KABAM Assignment (Data Scientist Position)

In [None]:
import numpy as np
import pandas as pd
from sqlite3 import connect
import matplotlib
import matplotlib.pyplot as plt
import seaborn as sn
from sklearn.preprocessing import StandardScaler, MinMaxScaler
from sklearn.model_selection import train_test_split
from sklearn.linear_model import LinearRegression
from sklearn.kernel_ridge import KernelRidge
from sklearn.metrics import mean_squared_error, mean_absolute_error
from sklearn.utils import resample
from imblearn.over_sampling import RandomOverSampler, SMOTE
from imblearn.under_sampling import RandomUnderSampler
from sklearn.decomposition import PCA
import tensorflow as tf
from tensorflow.keras.losses import BinaryCrossentropy, CategoricalCrossentropy
from tensorflow.keras.models import Sequential
from tensorflow.keras.optimizers import Adam
from tensorflow.keras import models
from tensorflow.keras.layers import LSTM, Dense, Dropout, GRU, Bidirectional, Embedding, RepeatVector, TimeDistributed, Flatten
import time
import keras
import xgboost as xgb
from sklearn.metrics import confusion_matrix, classification_report
from sklearn.neighbors import KNeighborsClassifier
from sklearn.ensemble import RandomForestRegressor
from sklearn.linear_model import ElasticNetCV, LassoLarsCV, Lasso, LassoCV, RidgeCV, Ridge, LarsCV, ElasticNet
from keras.callbacks import Callback
from keras.models import load_model
import lazypredict
from lazypredict.Supervised import LazyClassifier
from lazypredict.Supervised import LazyRegressor

In [None]:
# Parameters

# Two approaches: classification or Regression. Just one should be True
classification_mode = True
regression_mode = False

# if True then downsampling will be done for train data
down_sample = False
# oversampling can be False, 'random_oversample' or 'smote_oversample'
up_sample = 'smote_oversample'
# number of classes for classification. 2, 3 or 5 classes for now.
n_class = 3

if classification_mode:
    # int as n_components for PCA or False for no PCA
    PCA_apply = False
    # drop categorical columns
    drop_categorical_cols = False
    # if True then label with value of 0 will be removed
    drop_zero_calss = True

if regression_mode:
    # int as n_components for PCA or False for no PCA
    PCA_apply = False
    # drop categorical columns
    drop_categorical_cols = False
    # if True then label with value of 0 will be removed
    drop_zero_calss = True

start = time.time()

In [None]:
def df_index(df, index, droped_columns): 
    """
    This function takes a dataframe and returns a new dataframe with the specified index
    and remove droped columns.

    Parameters:
    -----------
    df: pandas dataframe
        The dataframe to be indexed.
    index: string
        The name of the index column.
    droped_columns: list of strings
        The list of columns to be dropped.

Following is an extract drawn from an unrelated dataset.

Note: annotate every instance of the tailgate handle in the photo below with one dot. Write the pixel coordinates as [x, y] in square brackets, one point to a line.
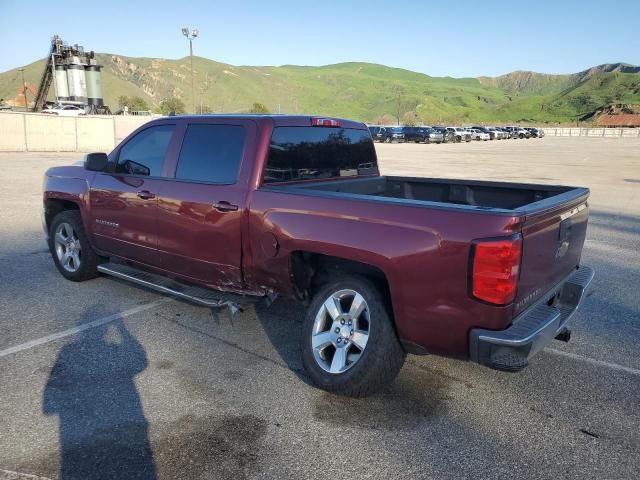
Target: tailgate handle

    Returns: pandas dataframe
    """
    df.index = df[index]
    df.drop(columns=droped_columns, inplace=True)
    return df

Load Data

In [None]:
# Load ka_actions as dataframe
# place datasets into kabam_ds_interview folder or change the path
ka_actions = pd.read_parquet('./kabam_ds_interview/ka_actions.parquet')
ka_actions = df_index(ka_actions, 'uid_s', ['uid_s'])
print(ka_actions.shape)
print("Number of Nans for each column: \n",ka_actions.isna().sum())
ka_actions.head()

In [None]:
# Load ka_users as dataframe
ka_users = pd.read_csv('./kabam_ds_interview/ka_users.csv')
ka_users = df_index(ka_users, 'uid_s', ['uid_s'])
print(ka_users.shape)
print("Number of Nans for each column: \n", ka_users.isna().sum())
ka_users.head()

In [None]:
# Chech the name of the tables in ka_devices database.
ka_devices_db = connect('./kabam_ds_interview/ka_devices.db')
ka_devices_name = pd.read_sql_query("SELECT name as table_name FROM sqlite_schema WHERE type ='table' AND name NOT LIKE 'sqlite_%';", ka_devices_db)
ka_devices_name

In [None]:
# Load ka_devices as dataframe
ka_devices = pd.read_sql_query("SELECT * FROM devices", ka_devices_db)
ka_devices = df_index(ka_devices, 'uid_s', ['uid_s', 'index'])
print(ka_devices.shape)
print("Number of Nans for each column: \n", ka_devices.isna().sum())
ka_devices.head()

In [None]:
# Describe all dataframes
for df in [ka_devices, ka_actions, ka_users]:
    print(f"Describe dataframe: \n", df.describe())
    print(df.shape)
    print("********"*12)

In [None]:
# Join all dataframes to have one dataframe with all data
df = ka_users.join(ka_devices, on=ka_users.index).join(ka_actions, on=ka_actions.index)
print(df.columns)
# print((df[df['total_spend']>0].shape[0] / df[df['total_spend']==0].shape[0])*100)
df

In [None]:
# how many of each value for game_stats_tutorial_complete
unique_game_stats_tutorial_complete = df.game_stats_tutorial_complete.unique()
print(unique_game_stats_tutorial_complete)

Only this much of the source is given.